É nesse mesmo contexto sócio-econômico que o setor de serviços no Brasil, em especial o setor de teleoperadoras, contempla um crescimento vertiginoso. Cabe ressaltar, nesse momento, que a invasão tecnológica pretendida pelos países centrais sobre os periféricos não limita-se ao maquinário considerado pesado, ou seja, aquele utilizado no setor automobilístico, agropecuário ou da construção civil, por exemplo. Isso ocorre, pois, quando não controlam de forma direta os meios de produção, os grandes capitalistas dos países centrais visam controlar os sistemas integrados a eles - como distribuidoras e bancos. A evasão do capital interno e, sobretudo, a incorporação econômica das empresas nacionais por parte daquelas gigantes no sistema capitalista através do sufocamento das mesmas, são fatores que aprofundam a manutenção do ciclo exploratório do capitalismo que dá origem ao precariado (FRANK, 2015).

O "desafio" empresário

Utilizando-se de características da economia brasileira, como sua tardia integração ao mercado financeiro mundial, os setores liberais - comumente influenciados pelas políticas dos países capitalistas centrais - argumentam que para um melhor (e mais rápido) desenvolvimento da economia, necessário para compensar o atraso do desenvolvimento capitalista no país, seria preciso suprimir algumas barreiras que o impedem. A situação é explorada por Sérgio Martins ao constatar que:

uma máquina faz o serviço de vários trabalhadores ao mesmo tempo. Não reclama, não fica doente nem falta, trabalha no frio ou no calor, no escuro ou no claro, etc. Com a automação, são necessários menos trabalhadores para fazer as mesmas tarefas anteriormente desenvolvidas (MARTINS, 2002, p. 44).

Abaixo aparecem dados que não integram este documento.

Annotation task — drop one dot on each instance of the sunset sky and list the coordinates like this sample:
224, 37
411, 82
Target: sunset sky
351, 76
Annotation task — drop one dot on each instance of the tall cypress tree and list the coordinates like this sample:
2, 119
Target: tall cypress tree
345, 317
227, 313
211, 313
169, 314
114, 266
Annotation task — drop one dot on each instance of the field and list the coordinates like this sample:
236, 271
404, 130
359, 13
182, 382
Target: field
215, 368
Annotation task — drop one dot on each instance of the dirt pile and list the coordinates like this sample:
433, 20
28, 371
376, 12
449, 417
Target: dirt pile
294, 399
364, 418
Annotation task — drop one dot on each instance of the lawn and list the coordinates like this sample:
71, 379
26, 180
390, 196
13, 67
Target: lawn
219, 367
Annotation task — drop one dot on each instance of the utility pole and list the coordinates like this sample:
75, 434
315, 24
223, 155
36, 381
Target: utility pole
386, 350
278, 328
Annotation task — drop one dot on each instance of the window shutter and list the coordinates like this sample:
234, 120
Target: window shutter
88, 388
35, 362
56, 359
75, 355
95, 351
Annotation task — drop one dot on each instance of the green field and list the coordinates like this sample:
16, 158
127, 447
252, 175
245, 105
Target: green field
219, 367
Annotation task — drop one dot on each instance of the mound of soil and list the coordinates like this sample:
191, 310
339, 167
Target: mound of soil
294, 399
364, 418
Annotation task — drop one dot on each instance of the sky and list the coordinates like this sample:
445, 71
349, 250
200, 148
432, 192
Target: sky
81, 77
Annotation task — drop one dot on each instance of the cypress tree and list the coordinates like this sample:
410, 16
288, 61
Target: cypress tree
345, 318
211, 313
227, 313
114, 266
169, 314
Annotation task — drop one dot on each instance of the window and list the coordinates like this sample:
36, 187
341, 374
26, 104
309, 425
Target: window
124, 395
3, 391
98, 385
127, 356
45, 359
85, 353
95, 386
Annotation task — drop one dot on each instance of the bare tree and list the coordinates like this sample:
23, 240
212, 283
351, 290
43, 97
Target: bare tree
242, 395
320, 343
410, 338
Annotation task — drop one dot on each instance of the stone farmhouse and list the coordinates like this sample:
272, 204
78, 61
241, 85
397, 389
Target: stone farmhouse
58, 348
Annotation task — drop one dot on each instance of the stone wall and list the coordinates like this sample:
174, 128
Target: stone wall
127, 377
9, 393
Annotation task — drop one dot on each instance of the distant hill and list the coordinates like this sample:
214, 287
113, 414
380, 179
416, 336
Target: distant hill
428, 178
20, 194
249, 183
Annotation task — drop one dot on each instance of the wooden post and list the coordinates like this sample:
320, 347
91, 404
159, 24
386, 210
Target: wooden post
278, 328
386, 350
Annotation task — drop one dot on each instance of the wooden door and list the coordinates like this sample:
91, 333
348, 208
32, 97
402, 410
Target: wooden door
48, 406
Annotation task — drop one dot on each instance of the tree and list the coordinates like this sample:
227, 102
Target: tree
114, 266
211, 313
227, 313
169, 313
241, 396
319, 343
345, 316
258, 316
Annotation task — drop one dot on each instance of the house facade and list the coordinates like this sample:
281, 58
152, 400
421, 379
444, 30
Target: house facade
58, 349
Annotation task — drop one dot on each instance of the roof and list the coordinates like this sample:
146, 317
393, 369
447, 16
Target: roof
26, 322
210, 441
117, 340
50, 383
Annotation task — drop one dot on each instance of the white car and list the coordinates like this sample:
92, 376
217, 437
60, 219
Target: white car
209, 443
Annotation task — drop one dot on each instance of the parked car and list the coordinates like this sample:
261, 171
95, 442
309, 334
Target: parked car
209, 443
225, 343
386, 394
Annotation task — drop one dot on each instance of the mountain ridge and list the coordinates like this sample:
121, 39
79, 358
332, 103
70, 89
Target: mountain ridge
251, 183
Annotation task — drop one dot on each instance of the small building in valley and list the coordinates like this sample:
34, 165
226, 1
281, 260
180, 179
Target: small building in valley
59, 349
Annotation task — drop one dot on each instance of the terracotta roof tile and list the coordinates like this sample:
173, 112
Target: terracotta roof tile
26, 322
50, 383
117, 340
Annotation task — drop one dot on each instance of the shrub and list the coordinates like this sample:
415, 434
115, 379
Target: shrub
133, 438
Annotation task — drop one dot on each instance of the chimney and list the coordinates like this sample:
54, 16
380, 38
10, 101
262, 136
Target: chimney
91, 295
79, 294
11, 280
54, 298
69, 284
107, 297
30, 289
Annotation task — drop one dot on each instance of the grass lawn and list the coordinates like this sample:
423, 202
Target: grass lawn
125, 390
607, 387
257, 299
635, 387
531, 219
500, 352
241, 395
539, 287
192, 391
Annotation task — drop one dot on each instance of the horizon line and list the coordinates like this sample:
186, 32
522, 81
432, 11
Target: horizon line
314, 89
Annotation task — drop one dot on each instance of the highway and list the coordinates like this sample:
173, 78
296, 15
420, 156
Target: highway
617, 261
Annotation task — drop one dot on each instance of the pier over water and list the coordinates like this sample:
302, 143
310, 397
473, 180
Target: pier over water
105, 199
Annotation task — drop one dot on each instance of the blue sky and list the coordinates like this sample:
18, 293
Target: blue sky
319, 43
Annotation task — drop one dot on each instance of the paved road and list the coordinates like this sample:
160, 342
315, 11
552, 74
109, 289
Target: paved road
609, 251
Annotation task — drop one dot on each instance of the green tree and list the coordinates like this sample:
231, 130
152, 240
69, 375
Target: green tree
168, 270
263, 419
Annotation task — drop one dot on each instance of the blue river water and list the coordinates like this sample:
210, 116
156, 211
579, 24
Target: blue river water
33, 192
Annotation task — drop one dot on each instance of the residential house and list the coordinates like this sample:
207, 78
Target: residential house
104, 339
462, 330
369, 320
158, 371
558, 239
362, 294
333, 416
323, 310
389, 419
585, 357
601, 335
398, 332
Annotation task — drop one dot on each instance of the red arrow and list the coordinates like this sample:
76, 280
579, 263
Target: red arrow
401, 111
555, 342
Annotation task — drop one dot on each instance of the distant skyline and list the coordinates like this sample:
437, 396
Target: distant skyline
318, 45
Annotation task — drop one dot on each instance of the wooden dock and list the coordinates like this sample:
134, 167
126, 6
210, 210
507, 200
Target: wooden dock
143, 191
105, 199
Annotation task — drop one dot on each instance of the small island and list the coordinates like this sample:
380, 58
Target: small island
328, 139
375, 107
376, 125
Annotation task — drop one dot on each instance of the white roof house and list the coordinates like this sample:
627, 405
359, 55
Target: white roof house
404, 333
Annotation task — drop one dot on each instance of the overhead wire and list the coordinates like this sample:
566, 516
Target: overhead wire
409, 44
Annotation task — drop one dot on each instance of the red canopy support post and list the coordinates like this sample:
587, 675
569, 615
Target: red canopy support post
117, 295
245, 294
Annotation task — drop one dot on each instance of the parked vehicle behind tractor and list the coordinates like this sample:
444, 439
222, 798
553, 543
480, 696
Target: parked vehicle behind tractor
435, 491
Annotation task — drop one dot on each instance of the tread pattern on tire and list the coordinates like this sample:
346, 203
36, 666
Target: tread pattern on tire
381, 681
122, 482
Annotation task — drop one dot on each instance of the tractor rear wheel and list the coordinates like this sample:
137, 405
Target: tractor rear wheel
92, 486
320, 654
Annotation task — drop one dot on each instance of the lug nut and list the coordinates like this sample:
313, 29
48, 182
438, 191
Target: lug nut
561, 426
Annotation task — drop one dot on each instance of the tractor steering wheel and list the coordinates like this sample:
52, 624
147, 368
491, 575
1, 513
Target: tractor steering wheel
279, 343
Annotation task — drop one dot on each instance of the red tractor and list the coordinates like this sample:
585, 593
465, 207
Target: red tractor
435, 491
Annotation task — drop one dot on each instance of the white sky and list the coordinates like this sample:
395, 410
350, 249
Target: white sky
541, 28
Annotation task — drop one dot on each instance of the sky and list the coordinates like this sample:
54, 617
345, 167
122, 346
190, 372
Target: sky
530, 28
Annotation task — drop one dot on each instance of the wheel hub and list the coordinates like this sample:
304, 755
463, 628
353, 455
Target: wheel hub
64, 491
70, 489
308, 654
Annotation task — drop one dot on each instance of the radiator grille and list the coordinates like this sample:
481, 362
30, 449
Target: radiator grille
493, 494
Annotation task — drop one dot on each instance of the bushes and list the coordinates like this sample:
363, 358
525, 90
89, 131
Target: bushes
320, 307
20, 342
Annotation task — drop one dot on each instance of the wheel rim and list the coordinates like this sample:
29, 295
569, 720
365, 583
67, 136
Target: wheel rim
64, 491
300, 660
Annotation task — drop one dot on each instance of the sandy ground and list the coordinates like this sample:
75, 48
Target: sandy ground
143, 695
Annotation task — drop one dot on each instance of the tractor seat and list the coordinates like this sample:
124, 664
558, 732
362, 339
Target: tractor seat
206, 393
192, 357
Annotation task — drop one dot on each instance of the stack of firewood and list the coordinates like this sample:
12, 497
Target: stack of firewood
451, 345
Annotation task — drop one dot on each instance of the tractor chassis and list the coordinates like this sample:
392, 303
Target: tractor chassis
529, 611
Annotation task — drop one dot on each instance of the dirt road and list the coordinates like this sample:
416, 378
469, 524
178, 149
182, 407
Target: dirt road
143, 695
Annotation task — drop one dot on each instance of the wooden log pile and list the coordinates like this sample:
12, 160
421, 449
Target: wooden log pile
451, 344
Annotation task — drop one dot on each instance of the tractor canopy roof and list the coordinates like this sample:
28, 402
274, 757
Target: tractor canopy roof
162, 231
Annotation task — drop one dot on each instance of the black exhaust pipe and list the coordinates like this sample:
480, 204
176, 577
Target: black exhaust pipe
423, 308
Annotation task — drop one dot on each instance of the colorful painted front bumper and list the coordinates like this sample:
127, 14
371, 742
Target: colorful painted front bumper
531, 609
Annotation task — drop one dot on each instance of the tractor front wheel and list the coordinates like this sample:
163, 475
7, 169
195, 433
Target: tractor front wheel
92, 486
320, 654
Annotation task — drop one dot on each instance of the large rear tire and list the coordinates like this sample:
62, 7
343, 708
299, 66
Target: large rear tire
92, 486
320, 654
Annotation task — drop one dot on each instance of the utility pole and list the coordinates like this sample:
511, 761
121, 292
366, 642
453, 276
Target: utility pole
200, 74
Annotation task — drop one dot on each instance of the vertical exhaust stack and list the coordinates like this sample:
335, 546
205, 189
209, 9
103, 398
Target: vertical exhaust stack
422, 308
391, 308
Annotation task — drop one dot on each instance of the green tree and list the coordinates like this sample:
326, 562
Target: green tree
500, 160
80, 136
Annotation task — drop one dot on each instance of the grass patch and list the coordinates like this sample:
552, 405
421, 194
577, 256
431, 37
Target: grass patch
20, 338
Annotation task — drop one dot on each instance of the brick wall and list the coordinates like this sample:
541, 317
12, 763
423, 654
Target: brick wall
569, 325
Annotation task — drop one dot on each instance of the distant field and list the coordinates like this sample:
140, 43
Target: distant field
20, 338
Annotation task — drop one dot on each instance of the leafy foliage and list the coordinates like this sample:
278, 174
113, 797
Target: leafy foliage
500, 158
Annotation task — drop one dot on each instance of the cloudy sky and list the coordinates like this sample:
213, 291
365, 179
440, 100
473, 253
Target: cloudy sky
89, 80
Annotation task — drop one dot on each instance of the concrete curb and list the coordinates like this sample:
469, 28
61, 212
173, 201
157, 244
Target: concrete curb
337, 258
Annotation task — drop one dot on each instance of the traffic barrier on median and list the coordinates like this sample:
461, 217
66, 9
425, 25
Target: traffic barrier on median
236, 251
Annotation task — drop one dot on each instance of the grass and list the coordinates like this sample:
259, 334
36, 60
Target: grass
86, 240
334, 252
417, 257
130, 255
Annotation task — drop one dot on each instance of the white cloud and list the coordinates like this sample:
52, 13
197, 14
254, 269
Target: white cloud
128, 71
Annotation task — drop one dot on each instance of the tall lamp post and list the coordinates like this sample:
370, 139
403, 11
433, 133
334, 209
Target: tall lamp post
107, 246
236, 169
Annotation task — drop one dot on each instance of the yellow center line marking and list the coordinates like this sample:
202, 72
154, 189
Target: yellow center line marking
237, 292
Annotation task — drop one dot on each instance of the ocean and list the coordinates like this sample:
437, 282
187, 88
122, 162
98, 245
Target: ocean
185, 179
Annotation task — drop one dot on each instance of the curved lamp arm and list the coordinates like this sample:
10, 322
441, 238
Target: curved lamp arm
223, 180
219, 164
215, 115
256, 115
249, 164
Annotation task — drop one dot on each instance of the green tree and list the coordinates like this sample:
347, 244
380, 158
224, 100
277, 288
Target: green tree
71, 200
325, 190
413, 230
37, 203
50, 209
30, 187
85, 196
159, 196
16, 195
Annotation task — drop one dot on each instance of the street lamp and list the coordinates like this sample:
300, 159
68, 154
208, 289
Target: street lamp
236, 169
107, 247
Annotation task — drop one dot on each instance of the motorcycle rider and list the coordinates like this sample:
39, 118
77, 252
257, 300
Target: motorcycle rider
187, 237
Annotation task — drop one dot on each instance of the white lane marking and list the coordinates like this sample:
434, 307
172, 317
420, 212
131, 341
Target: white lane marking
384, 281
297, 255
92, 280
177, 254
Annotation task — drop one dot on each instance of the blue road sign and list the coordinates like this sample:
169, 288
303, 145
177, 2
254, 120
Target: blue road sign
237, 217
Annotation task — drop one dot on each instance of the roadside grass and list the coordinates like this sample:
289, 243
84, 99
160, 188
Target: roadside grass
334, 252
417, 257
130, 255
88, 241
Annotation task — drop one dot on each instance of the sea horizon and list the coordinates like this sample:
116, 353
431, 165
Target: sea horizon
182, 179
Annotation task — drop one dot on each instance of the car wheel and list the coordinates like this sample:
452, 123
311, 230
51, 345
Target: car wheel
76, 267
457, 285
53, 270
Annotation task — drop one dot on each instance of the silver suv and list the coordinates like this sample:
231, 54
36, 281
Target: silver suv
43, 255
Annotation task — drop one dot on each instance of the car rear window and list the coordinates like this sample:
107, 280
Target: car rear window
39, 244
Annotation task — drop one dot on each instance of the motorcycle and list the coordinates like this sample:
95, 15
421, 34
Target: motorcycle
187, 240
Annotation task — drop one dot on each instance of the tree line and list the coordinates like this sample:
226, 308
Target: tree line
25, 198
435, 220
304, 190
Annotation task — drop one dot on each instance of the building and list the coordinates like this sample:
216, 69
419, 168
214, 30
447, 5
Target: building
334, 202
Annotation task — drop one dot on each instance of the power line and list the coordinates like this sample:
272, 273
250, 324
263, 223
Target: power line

A globalização faz com que haja uma intensificação dos conflitos no âmbito econômico entre os países centrais e os principais agentes econômicos do sistema, por isso, os investimentos são direcionados para locais que possuem condições capazes de cobrir as despesas e gerar a maior quantidade de lucro possível - mão de obra barata e leis fiscais frágeis, por exemplo -, mesmo que isso signifique tirar a dignidade das pessoas explorando-as (GHISLENI, 2006, p. 7). Um reflexo dessa realidade é evidenciado em uma pesquisa realizada em 2016 pela Organização Internacional do Trabalho (OIT) em parceria com a Fundação Walk Free, expondo a realidade de mais de 40 milhões de pessoas em todo o mundo que se encontravam em condições de trabalho análogas à escravidão.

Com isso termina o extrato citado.